Archive for October, 2009

Real-time Context Targeting

Targeting local advertising using the real-time context of local searchers is an effective alternative that overcomes the limitations inherent in simply advertising a local business as a potential alternative based on the category and location of the search.  In this post, I’ll describe what real-time context is, how it can be discovered and how models can be trained to target local advertising using this approach.

This post is part of the Improving Local Ad Performance series.  In The Challenge of Fine Segmentation in Local Advertising I discussed the challenges inherent in relying solely on a ‘like for like’ targeting approach in local search.  In a like for like targeting, local advertising is displayed by matching the category and location of the advertising business to the category and location of a search request.  In today’s post, we are going to discuss using Real-time Context Targeting as a complementary alternative to this approach.

What is Real-Time Context?

Let’s use the example of someone searching for a Taxi to call.  They might be looking up a number for a particular Taxi, looking for any old Taxi or even looking for the nearest available Taxi.  The following diagram illustrates various situations where a user might be looking for a Taxi:

The Real Time Context of Someone Looking for a Taxi

The Real Time Context of Someone Looking for a Taxi

The actual context of the user is hidden from us, but let’s assume for the moment we actually know it (or could at least take an educated guess at it).  In that case, we could advertise based on that context.  So, for example, if they are call a Taxi because they’ve lost their keys, we could advertise the Locksmith they will also need!

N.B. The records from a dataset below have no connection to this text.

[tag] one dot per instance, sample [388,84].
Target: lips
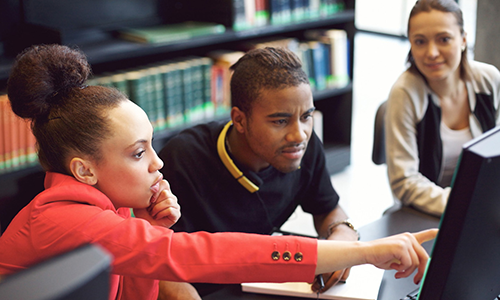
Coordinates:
[155,188]
[293,152]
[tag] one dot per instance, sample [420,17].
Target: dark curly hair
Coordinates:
[47,86]
[266,68]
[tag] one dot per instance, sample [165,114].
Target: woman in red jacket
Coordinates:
[96,146]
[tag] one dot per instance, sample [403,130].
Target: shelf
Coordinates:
[113,49]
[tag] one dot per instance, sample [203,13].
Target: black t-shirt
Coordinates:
[212,200]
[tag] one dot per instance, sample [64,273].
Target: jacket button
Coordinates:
[287,255]
[298,256]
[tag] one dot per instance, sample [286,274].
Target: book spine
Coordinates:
[240,19]
[250,12]
[261,13]
[158,100]
[198,110]
[339,57]
[187,90]
[119,81]
[136,84]
[218,93]
[11,132]
[208,105]
[3,125]
[175,108]
[22,138]
[31,154]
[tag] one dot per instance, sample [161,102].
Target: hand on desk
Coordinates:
[402,253]
[164,209]
[341,233]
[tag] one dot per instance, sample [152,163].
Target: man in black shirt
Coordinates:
[251,173]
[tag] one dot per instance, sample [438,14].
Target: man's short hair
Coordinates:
[261,69]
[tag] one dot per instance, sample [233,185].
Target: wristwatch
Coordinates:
[345,222]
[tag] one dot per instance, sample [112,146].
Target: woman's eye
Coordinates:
[140,154]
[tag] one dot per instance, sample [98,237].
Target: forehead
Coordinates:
[293,98]
[434,21]
[129,122]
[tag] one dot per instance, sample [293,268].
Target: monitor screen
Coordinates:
[82,273]
[67,15]
[465,261]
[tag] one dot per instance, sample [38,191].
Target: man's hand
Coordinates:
[164,209]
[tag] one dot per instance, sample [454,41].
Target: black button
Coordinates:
[298,256]
[287,255]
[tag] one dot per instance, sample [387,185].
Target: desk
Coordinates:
[405,219]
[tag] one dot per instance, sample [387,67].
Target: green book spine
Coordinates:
[136,83]
[187,90]
[198,109]
[119,81]
[175,108]
[171,32]
[156,98]
[209,109]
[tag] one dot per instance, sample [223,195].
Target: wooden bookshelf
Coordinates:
[108,53]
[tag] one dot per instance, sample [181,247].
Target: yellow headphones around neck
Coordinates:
[228,162]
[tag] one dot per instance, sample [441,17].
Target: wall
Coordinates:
[487,46]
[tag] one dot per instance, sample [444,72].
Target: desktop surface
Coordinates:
[402,220]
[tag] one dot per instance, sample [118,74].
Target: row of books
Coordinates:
[173,93]
[254,13]
[324,55]
[186,91]
[247,14]
[17,143]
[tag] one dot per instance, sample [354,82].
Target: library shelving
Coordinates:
[107,53]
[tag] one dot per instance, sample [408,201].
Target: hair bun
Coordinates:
[42,75]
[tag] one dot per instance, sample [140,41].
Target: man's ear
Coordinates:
[239,119]
[82,170]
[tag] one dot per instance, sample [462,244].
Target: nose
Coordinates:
[432,50]
[298,132]
[156,163]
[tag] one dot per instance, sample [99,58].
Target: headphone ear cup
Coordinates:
[254,178]
[231,167]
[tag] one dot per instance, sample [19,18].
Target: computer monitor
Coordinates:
[82,273]
[465,260]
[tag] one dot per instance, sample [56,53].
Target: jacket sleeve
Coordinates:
[407,183]
[142,250]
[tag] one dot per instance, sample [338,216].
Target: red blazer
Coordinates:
[69,214]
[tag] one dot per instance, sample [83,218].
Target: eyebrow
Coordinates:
[286,115]
[137,142]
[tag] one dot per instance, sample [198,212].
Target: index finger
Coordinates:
[426,235]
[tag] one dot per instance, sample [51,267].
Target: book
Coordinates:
[363,284]
[171,32]
[3,100]
[223,60]
[209,108]
[338,53]
[261,13]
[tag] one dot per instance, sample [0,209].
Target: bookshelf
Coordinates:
[108,53]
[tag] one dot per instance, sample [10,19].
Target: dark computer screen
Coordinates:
[85,14]
[465,261]
[82,273]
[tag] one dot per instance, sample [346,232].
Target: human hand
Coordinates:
[164,209]
[177,291]
[403,253]
[332,279]
[341,233]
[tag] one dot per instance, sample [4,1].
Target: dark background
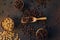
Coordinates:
[52,12]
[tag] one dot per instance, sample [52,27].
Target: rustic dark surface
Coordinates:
[52,12]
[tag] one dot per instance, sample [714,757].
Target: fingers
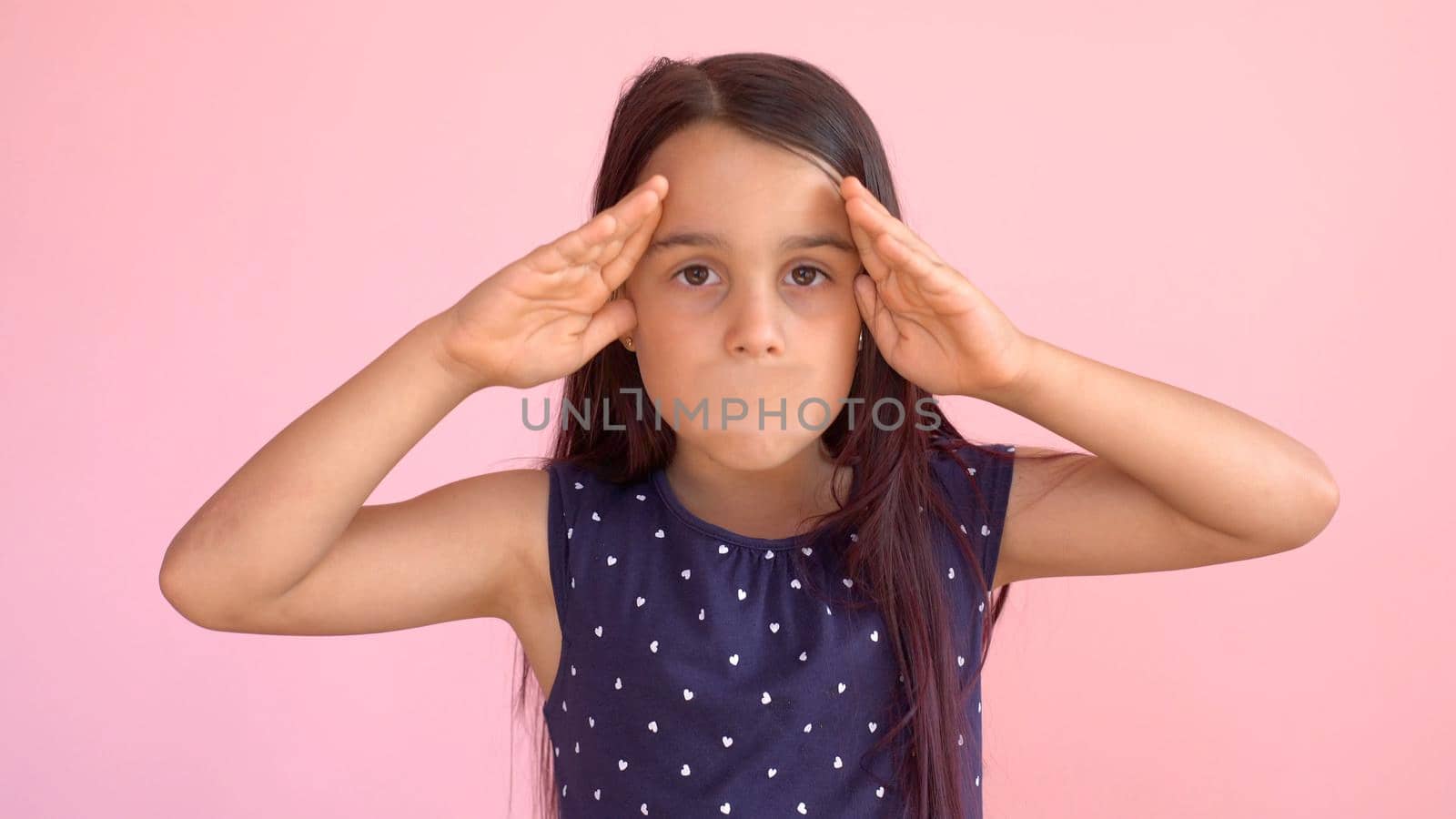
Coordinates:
[625,259]
[878,217]
[924,276]
[881,321]
[604,234]
[615,319]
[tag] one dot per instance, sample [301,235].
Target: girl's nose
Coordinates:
[757,324]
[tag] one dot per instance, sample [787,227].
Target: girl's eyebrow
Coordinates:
[706,239]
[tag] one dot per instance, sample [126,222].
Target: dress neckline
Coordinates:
[670,499]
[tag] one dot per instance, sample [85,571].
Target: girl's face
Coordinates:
[746,293]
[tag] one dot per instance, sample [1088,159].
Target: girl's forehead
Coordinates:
[710,159]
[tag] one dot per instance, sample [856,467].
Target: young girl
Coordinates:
[754,577]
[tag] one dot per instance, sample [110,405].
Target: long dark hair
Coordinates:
[798,106]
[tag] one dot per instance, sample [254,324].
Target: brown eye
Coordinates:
[691,274]
[812,276]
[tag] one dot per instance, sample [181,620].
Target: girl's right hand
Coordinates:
[546,314]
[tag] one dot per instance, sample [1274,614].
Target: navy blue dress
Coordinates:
[698,678]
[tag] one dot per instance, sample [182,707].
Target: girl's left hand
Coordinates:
[931,324]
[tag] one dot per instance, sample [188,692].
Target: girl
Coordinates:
[778,601]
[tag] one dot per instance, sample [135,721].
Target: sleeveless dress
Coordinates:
[698,678]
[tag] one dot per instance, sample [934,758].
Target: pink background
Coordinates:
[213,215]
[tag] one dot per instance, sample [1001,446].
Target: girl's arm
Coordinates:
[1172,481]
[1176,480]
[286,547]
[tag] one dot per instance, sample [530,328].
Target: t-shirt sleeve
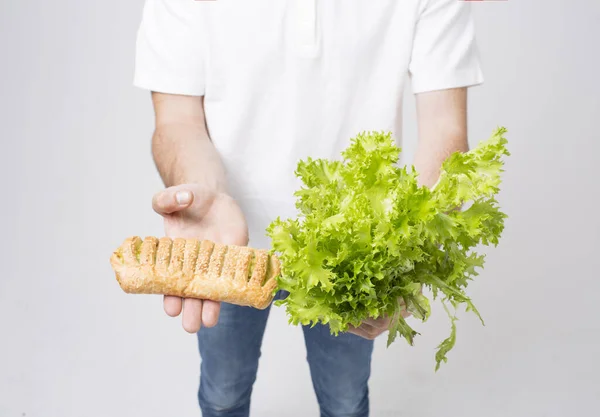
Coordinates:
[170,48]
[444,53]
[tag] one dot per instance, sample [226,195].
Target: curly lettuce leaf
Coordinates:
[368,236]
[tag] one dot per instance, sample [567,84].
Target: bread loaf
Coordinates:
[193,268]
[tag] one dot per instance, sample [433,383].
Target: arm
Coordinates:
[442,127]
[181,147]
[195,203]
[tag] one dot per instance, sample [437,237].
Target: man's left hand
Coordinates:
[371,328]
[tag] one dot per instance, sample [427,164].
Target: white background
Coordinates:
[77,177]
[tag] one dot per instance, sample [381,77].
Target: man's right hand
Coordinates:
[194,211]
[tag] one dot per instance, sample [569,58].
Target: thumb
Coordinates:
[172,199]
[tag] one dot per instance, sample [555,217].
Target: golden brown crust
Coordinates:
[196,269]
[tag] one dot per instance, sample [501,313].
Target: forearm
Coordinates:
[181,147]
[442,128]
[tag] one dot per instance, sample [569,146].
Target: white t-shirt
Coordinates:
[287,79]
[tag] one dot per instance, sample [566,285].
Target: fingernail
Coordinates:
[183,197]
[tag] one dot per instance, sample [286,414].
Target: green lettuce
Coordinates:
[369,238]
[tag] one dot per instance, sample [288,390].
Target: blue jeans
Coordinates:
[340,366]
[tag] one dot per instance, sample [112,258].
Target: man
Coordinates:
[244,89]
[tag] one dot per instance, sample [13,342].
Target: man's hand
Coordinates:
[194,211]
[371,328]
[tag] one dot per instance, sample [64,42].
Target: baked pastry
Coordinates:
[193,268]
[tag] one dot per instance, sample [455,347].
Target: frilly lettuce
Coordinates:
[369,238]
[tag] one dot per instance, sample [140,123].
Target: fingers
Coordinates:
[171,200]
[172,305]
[210,313]
[192,315]
[366,331]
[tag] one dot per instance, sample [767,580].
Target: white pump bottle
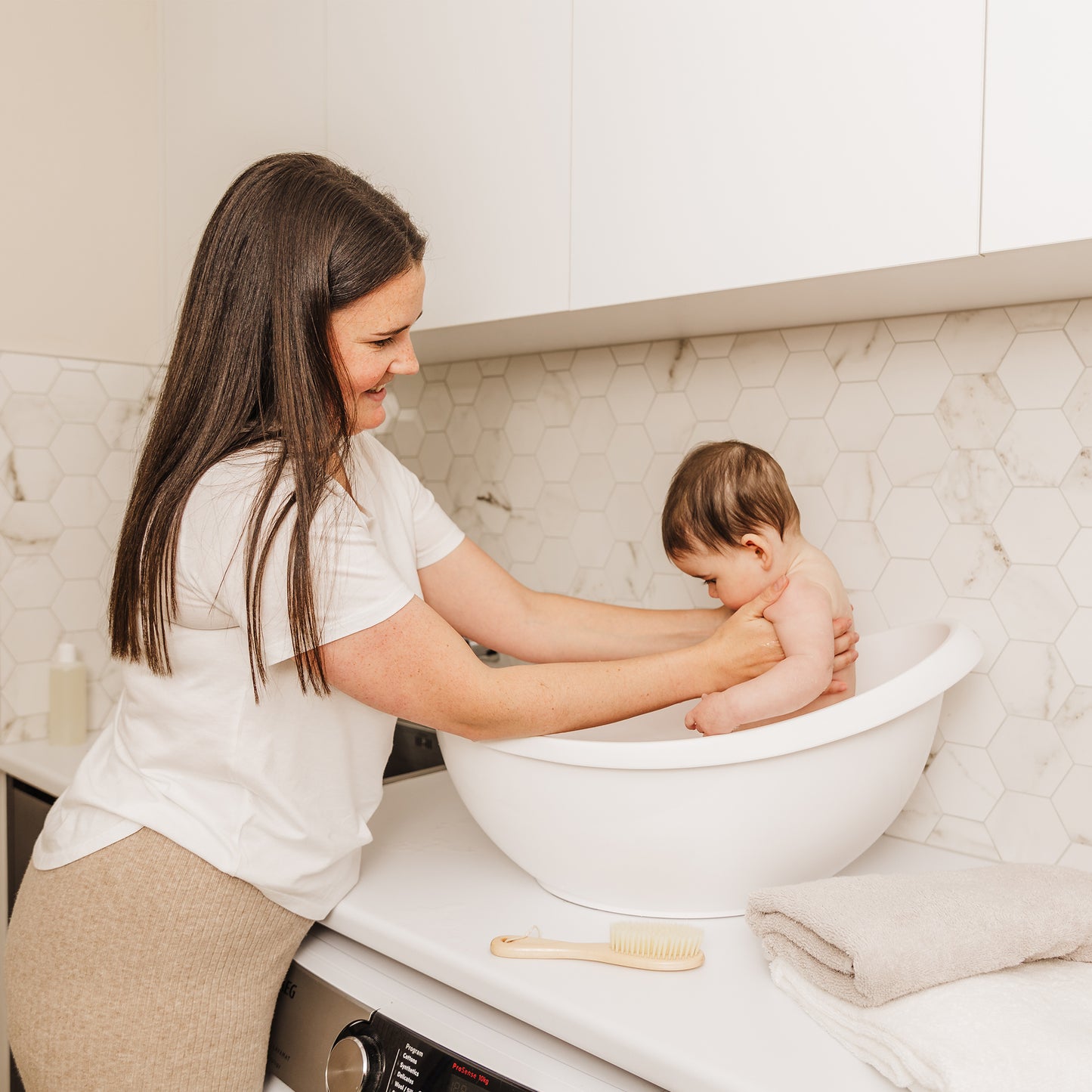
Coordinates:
[68,697]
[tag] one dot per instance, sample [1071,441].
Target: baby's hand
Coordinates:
[713,716]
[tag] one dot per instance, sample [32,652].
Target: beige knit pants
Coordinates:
[142,967]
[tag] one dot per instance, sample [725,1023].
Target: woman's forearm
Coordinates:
[415,665]
[561,628]
[484,603]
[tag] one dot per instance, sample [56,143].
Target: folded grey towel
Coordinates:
[868,939]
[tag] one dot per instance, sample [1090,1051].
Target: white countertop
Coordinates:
[43,765]
[434,891]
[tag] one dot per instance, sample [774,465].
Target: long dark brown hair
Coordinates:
[295,237]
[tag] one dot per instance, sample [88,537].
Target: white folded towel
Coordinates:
[1025,1029]
[869,939]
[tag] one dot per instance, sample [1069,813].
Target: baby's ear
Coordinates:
[759,545]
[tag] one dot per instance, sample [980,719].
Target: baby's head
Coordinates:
[728,512]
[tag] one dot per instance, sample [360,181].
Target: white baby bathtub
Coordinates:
[643,817]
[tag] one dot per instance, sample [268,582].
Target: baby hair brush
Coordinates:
[649,946]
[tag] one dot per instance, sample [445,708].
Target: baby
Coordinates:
[729,520]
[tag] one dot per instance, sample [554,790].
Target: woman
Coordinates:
[283,589]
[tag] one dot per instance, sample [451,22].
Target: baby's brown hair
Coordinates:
[722,491]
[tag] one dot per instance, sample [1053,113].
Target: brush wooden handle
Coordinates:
[542,948]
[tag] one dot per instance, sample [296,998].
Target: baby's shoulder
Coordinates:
[814,566]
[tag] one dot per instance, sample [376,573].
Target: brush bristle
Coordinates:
[655,939]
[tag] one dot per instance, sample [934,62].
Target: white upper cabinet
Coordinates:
[462,110]
[240,81]
[723,144]
[1038,149]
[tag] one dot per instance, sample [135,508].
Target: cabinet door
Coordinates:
[461,110]
[1038,147]
[240,81]
[722,144]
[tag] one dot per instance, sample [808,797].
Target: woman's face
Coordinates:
[372,336]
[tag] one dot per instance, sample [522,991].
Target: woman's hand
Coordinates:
[750,647]
[746,643]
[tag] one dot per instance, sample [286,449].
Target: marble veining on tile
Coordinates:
[944,462]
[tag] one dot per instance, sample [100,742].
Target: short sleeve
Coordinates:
[356,582]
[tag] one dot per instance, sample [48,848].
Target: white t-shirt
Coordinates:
[277,793]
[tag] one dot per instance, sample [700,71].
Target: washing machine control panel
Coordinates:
[324,1041]
[407,1063]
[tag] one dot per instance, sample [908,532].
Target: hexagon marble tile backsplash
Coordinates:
[942,461]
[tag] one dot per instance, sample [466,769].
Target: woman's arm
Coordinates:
[415,665]
[802,617]
[478,598]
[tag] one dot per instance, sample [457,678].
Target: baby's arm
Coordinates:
[802,618]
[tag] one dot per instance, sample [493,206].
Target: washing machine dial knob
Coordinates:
[348,1066]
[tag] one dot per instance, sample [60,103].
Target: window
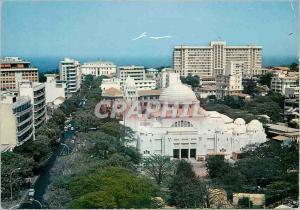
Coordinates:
[182,123]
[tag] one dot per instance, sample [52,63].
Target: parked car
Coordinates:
[31,192]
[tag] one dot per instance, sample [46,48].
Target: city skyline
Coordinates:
[68,29]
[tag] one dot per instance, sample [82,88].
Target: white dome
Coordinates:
[178,92]
[254,125]
[239,121]
[239,129]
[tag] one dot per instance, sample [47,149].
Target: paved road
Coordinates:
[44,179]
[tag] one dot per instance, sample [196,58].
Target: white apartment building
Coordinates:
[168,78]
[146,84]
[98,68]
[210,61]
[139,84]
[55,90]
[36,92]
[111,83]
[281,83]
[152,73]
[135,72]
[16,122]
[14,70]
[69,70]
[231,81]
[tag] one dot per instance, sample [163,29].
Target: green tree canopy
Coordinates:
[112,188]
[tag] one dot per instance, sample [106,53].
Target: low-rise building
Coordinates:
[280,82]
[168,78]
[207,81]
[135,72]
[111,83]
[256,199]
[152,73]
[98,68]
[16,122]
[14,70]
[36,92]
[281,132]
[206,91]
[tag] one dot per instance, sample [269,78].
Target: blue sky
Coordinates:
[105,29]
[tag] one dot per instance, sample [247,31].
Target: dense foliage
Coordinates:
[187,190]
[272,169]
[112,187]
[31,156]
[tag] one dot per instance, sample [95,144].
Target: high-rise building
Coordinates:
[69,70]
[135,72]
[98,68]
[210,61]
[16,122]
[55,89]
[284,84]
[231,81]
[13,70]
[36,92]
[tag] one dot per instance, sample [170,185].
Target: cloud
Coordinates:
[140,36]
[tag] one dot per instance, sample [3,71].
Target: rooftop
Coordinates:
[149,92]
[112,92]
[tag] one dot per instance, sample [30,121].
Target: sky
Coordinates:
[105,29]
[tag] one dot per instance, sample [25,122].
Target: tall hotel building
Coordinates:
[13,70]
[210,61]
[16,122]
[98,68]
[36,92]
[69,71]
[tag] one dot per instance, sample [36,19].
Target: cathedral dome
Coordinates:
[178,93]
[254,125]
[239,121]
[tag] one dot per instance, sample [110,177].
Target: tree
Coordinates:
[266,79]
[245,203]
[112,187]
[159,167]
[10,161]
[187,191]
[234,102]
[216,167]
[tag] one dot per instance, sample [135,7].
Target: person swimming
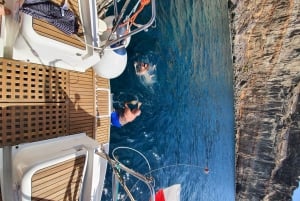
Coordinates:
[141,68]
[120,118]
[4,10]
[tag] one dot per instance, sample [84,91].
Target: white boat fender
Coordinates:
[113,62]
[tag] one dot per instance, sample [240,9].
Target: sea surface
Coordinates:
[187,120]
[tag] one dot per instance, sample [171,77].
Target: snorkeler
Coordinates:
[141,68]
[119,119]
[4,10]
[206,170]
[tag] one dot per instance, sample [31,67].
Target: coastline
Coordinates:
[266,57]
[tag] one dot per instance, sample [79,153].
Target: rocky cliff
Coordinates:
[266,54]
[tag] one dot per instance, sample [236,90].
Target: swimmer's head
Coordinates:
[141,68]
[206,170]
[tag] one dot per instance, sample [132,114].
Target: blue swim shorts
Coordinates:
[114,117]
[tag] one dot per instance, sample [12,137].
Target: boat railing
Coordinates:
[118,18]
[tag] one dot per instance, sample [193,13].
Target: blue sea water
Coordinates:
[187,120]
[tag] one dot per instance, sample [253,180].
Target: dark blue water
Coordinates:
[187,120]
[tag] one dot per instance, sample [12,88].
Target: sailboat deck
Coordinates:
[40,102]
[45,29]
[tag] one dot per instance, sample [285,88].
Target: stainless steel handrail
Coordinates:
[135,31]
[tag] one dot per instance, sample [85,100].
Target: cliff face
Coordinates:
[266,53]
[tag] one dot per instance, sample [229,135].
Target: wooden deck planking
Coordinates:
[103,115]
[42,102]
[45,29]
[82,103]
[66,189]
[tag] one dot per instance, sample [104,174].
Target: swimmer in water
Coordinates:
[4,10]
[119,119]
[206,170]
[141,68]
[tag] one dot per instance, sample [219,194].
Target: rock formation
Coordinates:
[266,54]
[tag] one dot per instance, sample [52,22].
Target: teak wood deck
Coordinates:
[40,102]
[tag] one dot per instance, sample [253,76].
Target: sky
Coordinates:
[296,194]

Why Not Just Advertise Taxis?

There are several reasons to consider advertising something other than just Taxi services:

  1. Other types of advertisers (a Locksmith for example) might be willing to pay you far more for a lead.  So, even if your response rate ended up lower than for a Taxi ad you might make more money because you’ve delivered more valuable leads.
  2. Some users may be loyal to a particular brand of Taxi or using a service that provides the nearest available Taxi.  As such, they aren’t really open to substitution – but may be more more open to something that meets another need in their context.
  3. You might not have Taxi ads in that locality.

If the advertising is relevant to the real-time context of the caller, they’ll appreciate and perhaps act upon them.

How Do You Determine Context?

Sounds great – but how do we discover the hidden context of our searcher?  We have to infer the hidden context from characteristics (or attributes) of  the search and current events.  Examples include:

  • time and date based attributes (time of day, day of week, weekday/weekend, holiday, seasons, etc.);
  • place attributes (requested location and current location of the searcher if known); and
  • real-time events such as weather, sporting events and cultural events.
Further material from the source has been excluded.